By Ying Wang, Contributing Writer

H Bomb flooded campus newsstands and hallways last spring, but next year it will have some competition from a publication across the river.

Boink, a new publication about sexuality started by Alecia Oleyourryk, a senior at Boston University (BU), will debut in January. Oleyourryk will be helped by Christopher Anderson, a Boston area photographer who shot photos for H Bomb last year but said he has not been in contact with H Bomb representatives since.

Similar to H Bomb, Boink will feature articles, essays, and art about sex and sexuality.

But unlike H Bomb, which was approved by the Committee on College Life and partially funded by grants from Undergraduate Council, Boink is an independent publication.

BU does not fund any of its student publications, but BU administrators made it a point, nonetheless, to distance themselves from the publication.

“The university does not endorse nor welcome the prospective publication Boink, nor view its publication as a positive for the university community because of our concern for the treatment of serious sexual health, relationship, and related issues,” said Dean of Students Kenneth Elmore in an announcement. Anderson said that the publication’s non-affiliation with BU gave it greater freedom of expression than H Bomb.

“Boink is not a university-sponsored publication so the editorial team will have full creative control over the content without any pressure from the college administration,” he said.

Anderson said Oleyourryk is not bothered by the fact that Boink has been called pornography and will focus on sex and nudity as a natural and integral part of college life.

H Bomb contributing writer Jeremy P. Galen ’05 said the Harvard counterpart has similar aims but is more inclined to portray subjects as art.

“The H Bomb’s effectively negotiated pornography is art. A compromise between artistic integrity and pornography [can exist],” he said. “But the relationship can be abused for sensationalism and be regarded as counter-cultural.”

But Anderson said that Boink doesn’t feel the need to argue its publication has artistic merit.

“Boink will not attempt to legitimize its focus by trying to place it in the context of art or an intellectual exercise,” he wrote in e-mail. “Boink’s editor believes that sex is a relevant topic in its own right, and hopes that her readers will be excited (sexually or otherwise) by its content.”

Co-Founder of H Bomb Katharina P. Cieplak-von Baldegg ’06 noted that the two magazines take different approaches to publishing sexual material, thus appealing to differing audiences.

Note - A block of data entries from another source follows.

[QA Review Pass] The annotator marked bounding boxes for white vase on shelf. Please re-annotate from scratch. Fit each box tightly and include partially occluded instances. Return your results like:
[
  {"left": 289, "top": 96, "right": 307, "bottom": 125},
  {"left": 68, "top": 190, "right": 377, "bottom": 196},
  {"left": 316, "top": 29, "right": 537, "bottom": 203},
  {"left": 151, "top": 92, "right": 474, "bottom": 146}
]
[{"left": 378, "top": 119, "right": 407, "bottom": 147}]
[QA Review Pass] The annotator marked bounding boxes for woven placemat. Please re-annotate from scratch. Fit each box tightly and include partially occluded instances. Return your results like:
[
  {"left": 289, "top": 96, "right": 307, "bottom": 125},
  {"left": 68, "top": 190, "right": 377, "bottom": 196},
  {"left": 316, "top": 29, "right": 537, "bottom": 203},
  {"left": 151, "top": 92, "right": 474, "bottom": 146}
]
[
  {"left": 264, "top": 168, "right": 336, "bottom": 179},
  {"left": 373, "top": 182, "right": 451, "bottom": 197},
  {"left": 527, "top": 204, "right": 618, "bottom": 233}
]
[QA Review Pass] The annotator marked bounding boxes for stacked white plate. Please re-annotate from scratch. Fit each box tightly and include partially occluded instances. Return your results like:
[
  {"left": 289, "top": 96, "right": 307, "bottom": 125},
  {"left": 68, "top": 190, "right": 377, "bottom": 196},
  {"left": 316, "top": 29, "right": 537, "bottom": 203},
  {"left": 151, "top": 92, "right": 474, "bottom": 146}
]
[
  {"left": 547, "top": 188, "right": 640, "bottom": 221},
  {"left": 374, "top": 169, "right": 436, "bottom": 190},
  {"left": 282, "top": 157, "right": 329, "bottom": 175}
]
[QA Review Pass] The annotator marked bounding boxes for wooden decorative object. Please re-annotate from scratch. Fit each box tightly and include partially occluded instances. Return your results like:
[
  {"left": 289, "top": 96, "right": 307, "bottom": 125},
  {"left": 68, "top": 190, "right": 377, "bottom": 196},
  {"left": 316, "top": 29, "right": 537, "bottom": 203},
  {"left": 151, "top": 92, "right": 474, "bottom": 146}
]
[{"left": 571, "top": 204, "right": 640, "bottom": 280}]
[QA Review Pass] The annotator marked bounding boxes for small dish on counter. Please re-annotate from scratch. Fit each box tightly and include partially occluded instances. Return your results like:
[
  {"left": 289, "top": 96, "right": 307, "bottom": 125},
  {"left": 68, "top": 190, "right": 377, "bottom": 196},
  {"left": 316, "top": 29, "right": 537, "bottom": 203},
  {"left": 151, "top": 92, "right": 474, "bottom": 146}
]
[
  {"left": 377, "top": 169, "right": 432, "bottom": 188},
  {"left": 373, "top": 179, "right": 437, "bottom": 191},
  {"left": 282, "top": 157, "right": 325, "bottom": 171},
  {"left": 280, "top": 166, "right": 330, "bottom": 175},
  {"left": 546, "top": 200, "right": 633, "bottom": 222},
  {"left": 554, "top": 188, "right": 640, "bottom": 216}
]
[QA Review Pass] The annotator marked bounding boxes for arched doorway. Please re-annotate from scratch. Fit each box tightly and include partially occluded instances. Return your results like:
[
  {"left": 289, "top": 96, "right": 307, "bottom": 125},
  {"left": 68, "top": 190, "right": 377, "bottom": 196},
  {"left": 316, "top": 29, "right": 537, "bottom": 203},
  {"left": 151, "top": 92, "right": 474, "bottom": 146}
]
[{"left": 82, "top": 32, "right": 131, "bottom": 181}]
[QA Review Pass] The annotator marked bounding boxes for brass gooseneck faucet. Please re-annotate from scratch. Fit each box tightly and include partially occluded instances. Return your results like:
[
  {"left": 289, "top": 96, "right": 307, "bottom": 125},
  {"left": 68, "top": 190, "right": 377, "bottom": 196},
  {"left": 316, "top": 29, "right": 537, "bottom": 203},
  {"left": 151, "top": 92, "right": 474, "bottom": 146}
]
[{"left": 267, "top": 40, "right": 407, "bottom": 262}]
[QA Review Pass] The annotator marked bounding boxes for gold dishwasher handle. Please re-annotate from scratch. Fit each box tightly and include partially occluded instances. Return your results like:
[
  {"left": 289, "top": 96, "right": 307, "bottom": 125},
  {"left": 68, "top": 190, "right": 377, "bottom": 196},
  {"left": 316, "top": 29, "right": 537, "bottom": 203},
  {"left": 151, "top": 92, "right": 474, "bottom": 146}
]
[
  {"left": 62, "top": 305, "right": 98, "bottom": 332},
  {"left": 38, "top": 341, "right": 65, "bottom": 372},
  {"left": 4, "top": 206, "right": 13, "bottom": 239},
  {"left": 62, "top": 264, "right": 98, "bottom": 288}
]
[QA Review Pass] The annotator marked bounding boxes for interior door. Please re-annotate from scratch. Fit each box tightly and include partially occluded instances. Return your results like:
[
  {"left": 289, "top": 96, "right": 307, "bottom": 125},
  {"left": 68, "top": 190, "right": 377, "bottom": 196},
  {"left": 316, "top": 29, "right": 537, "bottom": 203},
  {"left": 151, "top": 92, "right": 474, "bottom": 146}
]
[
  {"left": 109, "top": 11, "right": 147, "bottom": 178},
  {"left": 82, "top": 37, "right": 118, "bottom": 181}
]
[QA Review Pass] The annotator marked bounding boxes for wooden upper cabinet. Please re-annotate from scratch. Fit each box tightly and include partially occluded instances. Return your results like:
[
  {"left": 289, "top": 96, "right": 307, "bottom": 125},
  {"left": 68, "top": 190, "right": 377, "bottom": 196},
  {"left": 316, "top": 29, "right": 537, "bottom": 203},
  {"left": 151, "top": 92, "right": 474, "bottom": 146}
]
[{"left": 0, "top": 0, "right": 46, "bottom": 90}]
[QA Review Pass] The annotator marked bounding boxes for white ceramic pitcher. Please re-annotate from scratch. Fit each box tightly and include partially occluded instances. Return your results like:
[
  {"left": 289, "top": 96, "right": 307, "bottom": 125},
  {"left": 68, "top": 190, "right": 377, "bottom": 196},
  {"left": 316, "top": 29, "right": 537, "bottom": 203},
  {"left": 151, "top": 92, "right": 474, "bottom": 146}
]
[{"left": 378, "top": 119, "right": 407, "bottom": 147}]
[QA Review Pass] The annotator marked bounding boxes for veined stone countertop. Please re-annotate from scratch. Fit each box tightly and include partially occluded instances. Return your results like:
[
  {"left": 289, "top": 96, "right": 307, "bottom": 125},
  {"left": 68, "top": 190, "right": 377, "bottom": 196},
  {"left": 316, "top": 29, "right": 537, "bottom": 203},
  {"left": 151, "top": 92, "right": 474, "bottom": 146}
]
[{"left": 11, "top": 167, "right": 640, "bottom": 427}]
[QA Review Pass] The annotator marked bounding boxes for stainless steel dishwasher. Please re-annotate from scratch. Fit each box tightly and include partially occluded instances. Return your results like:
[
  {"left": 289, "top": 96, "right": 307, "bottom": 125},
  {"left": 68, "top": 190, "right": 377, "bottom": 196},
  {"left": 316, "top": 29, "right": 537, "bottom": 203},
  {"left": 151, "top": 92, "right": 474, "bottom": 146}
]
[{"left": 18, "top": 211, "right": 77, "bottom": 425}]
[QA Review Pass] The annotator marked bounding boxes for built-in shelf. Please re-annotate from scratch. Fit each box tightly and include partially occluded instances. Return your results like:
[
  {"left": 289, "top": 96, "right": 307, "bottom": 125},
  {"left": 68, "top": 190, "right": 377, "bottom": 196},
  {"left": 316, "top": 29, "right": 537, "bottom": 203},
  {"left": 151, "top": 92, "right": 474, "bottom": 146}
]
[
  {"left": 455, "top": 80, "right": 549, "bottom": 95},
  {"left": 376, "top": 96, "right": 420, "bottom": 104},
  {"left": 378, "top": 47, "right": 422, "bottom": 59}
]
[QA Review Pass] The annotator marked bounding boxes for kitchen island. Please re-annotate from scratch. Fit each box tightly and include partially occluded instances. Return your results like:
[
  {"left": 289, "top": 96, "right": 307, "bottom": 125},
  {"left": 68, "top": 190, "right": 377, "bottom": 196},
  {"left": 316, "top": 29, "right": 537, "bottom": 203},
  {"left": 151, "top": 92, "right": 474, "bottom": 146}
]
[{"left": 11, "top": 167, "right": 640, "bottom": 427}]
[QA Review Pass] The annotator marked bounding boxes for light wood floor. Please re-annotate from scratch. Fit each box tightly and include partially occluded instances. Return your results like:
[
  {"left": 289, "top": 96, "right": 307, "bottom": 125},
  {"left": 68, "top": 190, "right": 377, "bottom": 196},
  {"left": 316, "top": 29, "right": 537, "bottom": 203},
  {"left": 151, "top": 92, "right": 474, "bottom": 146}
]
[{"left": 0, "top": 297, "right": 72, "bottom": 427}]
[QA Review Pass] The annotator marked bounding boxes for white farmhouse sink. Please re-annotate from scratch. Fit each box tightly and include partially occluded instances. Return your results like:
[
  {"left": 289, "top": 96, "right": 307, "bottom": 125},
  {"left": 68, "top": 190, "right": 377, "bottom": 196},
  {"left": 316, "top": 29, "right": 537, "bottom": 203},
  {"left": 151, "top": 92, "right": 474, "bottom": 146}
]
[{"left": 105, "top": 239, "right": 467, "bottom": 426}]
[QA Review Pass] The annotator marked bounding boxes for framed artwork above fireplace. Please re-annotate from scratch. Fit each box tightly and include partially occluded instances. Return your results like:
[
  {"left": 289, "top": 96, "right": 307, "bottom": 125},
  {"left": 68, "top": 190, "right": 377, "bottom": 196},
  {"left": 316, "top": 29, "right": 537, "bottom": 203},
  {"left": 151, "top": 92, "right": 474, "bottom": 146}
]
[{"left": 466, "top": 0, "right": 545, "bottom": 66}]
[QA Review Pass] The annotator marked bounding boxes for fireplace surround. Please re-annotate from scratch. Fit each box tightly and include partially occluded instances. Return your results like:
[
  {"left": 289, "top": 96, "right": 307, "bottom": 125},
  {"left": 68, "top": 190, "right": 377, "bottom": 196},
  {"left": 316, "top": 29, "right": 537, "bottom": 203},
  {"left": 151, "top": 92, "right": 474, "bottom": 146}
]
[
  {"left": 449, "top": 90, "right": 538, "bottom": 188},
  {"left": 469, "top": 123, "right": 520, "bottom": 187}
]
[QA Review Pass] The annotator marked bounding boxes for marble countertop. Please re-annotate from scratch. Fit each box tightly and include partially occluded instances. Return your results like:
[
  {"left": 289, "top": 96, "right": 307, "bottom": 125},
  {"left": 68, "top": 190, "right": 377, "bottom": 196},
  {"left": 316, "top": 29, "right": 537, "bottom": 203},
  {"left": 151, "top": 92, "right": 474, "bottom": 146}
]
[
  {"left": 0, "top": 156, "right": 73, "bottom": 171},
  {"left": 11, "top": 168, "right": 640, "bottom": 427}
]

“People will buy Boink because it is pornography,” she said. “People buy H Bomb because it’s a smart, fun, multimedia discussion of sex and sexuality by and for students at Harvard that cannot be found anywhere else.”

Word of Boink spread on the BU campus over the past week. But the hype that accompanied H-Bomb’s unveiling hasn’t yet materialized.

“It’s not an original or shocking idea to me,” BU sophomore Kris M. Seto said. “It sounds like a rip off [of H Bomb].”

But Harvard Professor of Psychology Marc D. Hauser, who is also the faculty adviser for H Bomb, said there is always a place for such magazines.

“The question is whether, for any given university, there is a need for such a publication,” he said. “Given the universality of sexuality, it would be odd if this wasn’t the case.”